So why do they love it so much? It all comes down to authenticity. A long time ago, someone started a rumor that when The Wire is on TV, actual police wires go quiet because all the dealers are watching the show. Though this is not true, it seems plausible enough to white people and has imbued the show with the needed authenticity to be deemed acceptable.
This is is almost exactly right. After the first couple episodes of season five it became de rigeur to deny the show's authenticity and instead wax poetic on its magic realism.
* Popartum, presumably.
** Or trust James Lileks. "I watched “The Wire” – dour, wry, knotty, depressing, bracing, perfect as usual. It will end up being the most overpraised show worthy of overpraise in cable history, and will have 1/100th the impact of “The Sopranos,” which looks like a cartoon in comparison." Quite. And this was before the final episode. More at today's Bleat.

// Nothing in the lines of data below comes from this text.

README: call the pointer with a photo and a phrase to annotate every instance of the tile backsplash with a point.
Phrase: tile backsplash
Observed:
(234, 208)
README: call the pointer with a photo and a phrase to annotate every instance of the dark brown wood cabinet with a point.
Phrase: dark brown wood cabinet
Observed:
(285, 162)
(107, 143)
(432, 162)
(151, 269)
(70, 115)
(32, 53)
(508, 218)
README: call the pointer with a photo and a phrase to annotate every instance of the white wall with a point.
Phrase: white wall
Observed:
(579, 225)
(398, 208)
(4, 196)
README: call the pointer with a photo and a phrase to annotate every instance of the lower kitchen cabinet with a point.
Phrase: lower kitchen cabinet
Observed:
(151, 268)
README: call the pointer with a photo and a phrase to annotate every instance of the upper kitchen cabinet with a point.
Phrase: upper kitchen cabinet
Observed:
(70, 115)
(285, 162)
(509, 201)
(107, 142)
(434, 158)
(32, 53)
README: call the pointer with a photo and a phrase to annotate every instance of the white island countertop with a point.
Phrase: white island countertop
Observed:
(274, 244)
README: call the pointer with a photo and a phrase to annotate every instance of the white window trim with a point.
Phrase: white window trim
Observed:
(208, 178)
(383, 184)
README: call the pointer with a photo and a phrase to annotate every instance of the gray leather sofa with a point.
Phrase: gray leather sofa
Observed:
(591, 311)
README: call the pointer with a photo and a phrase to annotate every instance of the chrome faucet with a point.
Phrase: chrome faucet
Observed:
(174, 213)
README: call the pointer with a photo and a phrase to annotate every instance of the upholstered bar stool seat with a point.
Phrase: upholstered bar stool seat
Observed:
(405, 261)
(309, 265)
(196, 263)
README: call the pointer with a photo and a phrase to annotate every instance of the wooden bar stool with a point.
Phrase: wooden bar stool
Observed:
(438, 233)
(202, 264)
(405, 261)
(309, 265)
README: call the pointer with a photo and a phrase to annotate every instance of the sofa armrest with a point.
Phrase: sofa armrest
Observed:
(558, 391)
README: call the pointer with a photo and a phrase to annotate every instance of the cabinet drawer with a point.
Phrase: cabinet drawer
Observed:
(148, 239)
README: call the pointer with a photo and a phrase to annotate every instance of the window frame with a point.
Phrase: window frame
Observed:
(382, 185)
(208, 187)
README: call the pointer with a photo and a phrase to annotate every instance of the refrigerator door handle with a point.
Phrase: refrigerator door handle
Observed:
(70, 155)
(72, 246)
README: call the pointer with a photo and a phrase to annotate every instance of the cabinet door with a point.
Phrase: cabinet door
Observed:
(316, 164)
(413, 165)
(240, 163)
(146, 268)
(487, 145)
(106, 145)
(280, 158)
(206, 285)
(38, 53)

Related: Ed Burns, Dennis Lehane, George Pelecanos, Richard Price and David Simon argue the war on (some) drugs should be opposed by jury nullification.
Also related: When did "granular" enter the vocabulary of left intellectuals? Samantha Power referred to granularity twice in her much maligned BBC interview. The scribblings of Hardt and Negri fans I can avoid but now the term pops up at the Belmont Club we all have a problem. I realize it is early in the year to ban a word but I am nominating this one for the dustbin.
Update: Quotulatiousness, who gets out more than I do apparently, is fed up with the sturm und drang.
Two small points. Point the first, anyone who thought The Sopranos was the best show on television had never seen Deadwood. Point the second, and this is critical as I believe it lies at the crux of the matter, The Wire was an HBO joint and not the product of broadcast television. Try premium cable, my friend, and you shall see the light!
Posted by Ghost of a flea at March 11, 2008 04:44 AM
Comments
My favorite show ever. Really enjoyed this season, except for how the journalism plotline played out. Unrealistic. They would have had to out the fabulist; one of the burned reporters would have burned them back, no mention of blogs, and that info would demand to be free, somehow.
Posted by: Bill from INDC
at March 11, 2008 09:03 AM
Ban "granularity?" I've always found Ghost of a Flea to be smoothly and flawlessly granular myself. Deliciously so.
(Hmm. It seems that sounding erudite while making absolutely no sense at all isn't really that difficult.)
Posted by: Damian
at March 11, 2008 04:54 PM
Damiam
Don't you mean "gritty granularity"?
Cheers
Posted by: J.M. Heinrichs
at March 12, 2008 02:07 AM
I am hoping I managed to avoid the word "gritty" in writing this up. Now I am afraid to look.